When Sebastian Coe, the 1,500-meter gold medalist in both the 1980 and 1984 Olympics, failed to qualify two weeks ago for the team that Great Britain is sending to Seoul, there was an outpouring of sentiment on behalf of the champion. "It was a bit like requiring Mozart to run through the scales for the entertainment committee of the working men's club," wrote one British journalist. But the 31-year-old Coe reacted with his usual grace, saying, "The [selection] has been made, and I abide by it just as the other athletes have done."
Last week the president of the International Olympic Committee, Juan Antonio Samaranch, got into the act by writing the British Amateur Athletic Board to ask that it reconsider the decision to leave Coe off the team. Samaranch, who knows Coe well from their work on Olympic matters of mutual concern, told one London newspaper, "I know that many British people, as well as others from other countries, want to see him run in Seoul, so I decided to write and ask that the question be considered again."
Coe said he was honored by the efforts of Samaranch. But Tony Ward, a spokesman for the board, said, "A letter has been sent to the president politely, but firmly, rejecting his suggestion." Ward also said, "We have replied that our selection policy is complete and we are quite satisfied with it. We find it quite extraordinary that the IOC president should write concerning our selection policy."

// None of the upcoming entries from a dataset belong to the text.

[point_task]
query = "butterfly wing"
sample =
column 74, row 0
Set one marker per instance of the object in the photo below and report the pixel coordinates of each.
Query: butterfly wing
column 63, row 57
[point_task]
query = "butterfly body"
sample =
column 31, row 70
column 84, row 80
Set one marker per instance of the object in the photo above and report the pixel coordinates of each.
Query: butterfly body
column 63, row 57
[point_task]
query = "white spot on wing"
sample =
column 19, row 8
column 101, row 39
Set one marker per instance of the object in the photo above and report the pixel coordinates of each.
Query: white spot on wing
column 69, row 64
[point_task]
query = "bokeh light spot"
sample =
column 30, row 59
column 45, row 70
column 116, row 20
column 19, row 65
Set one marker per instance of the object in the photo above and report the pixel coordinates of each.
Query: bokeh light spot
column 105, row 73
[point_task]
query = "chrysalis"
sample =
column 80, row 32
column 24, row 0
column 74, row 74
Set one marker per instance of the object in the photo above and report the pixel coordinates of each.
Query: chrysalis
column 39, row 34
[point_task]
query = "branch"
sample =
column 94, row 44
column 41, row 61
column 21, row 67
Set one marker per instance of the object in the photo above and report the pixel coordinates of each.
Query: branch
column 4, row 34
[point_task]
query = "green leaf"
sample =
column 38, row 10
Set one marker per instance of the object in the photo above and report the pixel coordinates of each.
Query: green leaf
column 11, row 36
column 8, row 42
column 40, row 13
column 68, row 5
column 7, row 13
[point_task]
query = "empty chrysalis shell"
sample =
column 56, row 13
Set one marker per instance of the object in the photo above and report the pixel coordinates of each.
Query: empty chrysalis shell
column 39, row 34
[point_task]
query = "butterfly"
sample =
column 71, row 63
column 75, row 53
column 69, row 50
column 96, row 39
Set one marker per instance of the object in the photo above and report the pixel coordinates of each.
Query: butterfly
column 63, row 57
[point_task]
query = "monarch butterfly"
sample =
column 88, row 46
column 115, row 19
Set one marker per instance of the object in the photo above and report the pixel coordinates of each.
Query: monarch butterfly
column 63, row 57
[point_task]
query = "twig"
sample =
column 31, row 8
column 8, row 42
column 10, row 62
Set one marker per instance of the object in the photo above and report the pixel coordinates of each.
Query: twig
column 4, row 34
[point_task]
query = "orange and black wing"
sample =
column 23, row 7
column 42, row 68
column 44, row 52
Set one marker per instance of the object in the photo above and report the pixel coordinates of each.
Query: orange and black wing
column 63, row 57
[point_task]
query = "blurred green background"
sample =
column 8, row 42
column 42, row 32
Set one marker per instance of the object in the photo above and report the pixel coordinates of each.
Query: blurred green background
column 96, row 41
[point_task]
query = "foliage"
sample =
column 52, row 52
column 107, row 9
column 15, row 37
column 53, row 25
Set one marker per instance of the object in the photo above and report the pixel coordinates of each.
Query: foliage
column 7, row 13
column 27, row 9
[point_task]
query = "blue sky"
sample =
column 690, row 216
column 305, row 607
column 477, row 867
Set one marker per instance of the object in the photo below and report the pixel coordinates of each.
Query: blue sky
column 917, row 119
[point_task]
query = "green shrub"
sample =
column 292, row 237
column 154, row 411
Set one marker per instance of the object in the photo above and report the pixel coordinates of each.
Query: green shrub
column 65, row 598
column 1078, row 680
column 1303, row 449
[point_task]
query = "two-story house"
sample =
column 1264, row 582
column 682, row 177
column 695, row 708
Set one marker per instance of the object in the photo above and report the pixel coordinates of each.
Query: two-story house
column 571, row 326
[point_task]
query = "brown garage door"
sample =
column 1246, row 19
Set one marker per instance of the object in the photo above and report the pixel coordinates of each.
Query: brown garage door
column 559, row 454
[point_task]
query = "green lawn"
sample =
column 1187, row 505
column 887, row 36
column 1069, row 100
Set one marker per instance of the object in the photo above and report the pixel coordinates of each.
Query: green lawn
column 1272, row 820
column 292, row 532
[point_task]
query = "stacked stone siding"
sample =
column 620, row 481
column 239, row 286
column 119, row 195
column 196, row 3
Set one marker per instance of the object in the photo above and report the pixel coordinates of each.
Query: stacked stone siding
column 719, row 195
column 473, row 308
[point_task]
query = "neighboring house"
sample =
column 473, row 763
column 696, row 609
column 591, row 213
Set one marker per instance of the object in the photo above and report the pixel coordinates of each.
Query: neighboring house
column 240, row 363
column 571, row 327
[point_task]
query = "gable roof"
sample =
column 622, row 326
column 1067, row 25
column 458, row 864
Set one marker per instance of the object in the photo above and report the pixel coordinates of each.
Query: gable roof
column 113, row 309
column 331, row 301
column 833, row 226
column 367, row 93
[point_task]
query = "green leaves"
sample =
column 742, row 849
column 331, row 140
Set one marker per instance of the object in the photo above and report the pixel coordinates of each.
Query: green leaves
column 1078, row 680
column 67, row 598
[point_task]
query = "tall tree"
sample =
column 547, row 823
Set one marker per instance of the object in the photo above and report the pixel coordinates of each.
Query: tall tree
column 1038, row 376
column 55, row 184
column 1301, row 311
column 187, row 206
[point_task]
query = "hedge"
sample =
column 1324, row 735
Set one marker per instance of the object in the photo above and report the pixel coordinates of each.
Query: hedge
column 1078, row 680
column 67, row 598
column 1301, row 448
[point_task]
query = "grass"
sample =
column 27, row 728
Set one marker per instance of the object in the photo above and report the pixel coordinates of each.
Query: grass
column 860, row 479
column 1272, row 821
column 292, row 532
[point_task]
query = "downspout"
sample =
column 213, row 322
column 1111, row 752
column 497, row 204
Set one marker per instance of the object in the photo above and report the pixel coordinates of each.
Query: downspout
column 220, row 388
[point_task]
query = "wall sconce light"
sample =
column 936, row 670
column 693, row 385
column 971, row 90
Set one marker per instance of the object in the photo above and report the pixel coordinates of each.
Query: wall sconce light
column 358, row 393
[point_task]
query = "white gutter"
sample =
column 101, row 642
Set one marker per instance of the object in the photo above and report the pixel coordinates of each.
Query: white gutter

Extraordinary and misguided. The president may have had noble motives for making his request, but as the leader of the Olympic movement, he must maintain an impartial and objective stance. Samaranch made much the same mistake last February when he criticized the U.S. Olympic hockey program. Whether or not Coe makes Britain's Olympic team is really none of his business.
HE EATS LIKE A PERSON
One of the entrants in Saturday's International Trot at Yonkers Raceway has rather unusual eating habits. Go Get Lost, a 4-year-old horse who finished third in the race, loves chocolate cupcakes, specifically the kind made by Hostess. He has tried Twinkies, but prefers the cupcakes. "He likes to bite the top icing off." trainer Art Wirsching told SI's Amy Lennard. "Horses don't usually like anything gooey because they're chewers, but he seems to love it. He also likes bananas." After Go Get Lost won a recent race at Yonkers, he was presented with a large silver cup filled with the chocolate cupcakes. "We can't give them to him all the time because of his digestive system." says Wirsching. "He would eat them three times a day if we didn't use discretion."
Go Get Lost also has a slightly more disconcerting trait. "When he wants attention, he sticks his tongue out the side of his mouth, hangs it way out." says Wirsching. "He wants you to pull it, like shaking hands. If you don't pay attention, out comes that tongue."
Because of his strange food preference, Go Get Lost reminds some of Jamin, the French trotter who won the very first International back in 1959. Jamin was so partial to his favorite food, artichokes, that when U.S. Customs officials confiscated the artichokes that had crossed the Atlantic along with the horse, Jamin fell into a funk and trained listlessly. An emergency airlift of artichokes from California was arranged, and thus fortified, Jamin won the race.
OVER THE BORDER
The Canadian Press news agency polled members of the California delegation at the Republican National Convention last week in New Orleans. Though its methods were not exactly scientific—only 20 of the state's 175 delegates were canvassed—the poll did yield some interesting results. Only six of the 20 Californians knew that Canada was upset with President Ronald Reagan's foot-dragging on the problem of acid rain. Only seven had any knowledge of the recent free trade agreement signed by President Reagan and Canada's Prime Minister. Brian Mulroney. When asked, however, the name of the newest member of the Los Angeles Kings, all of them knew it was Wayne Gretzky.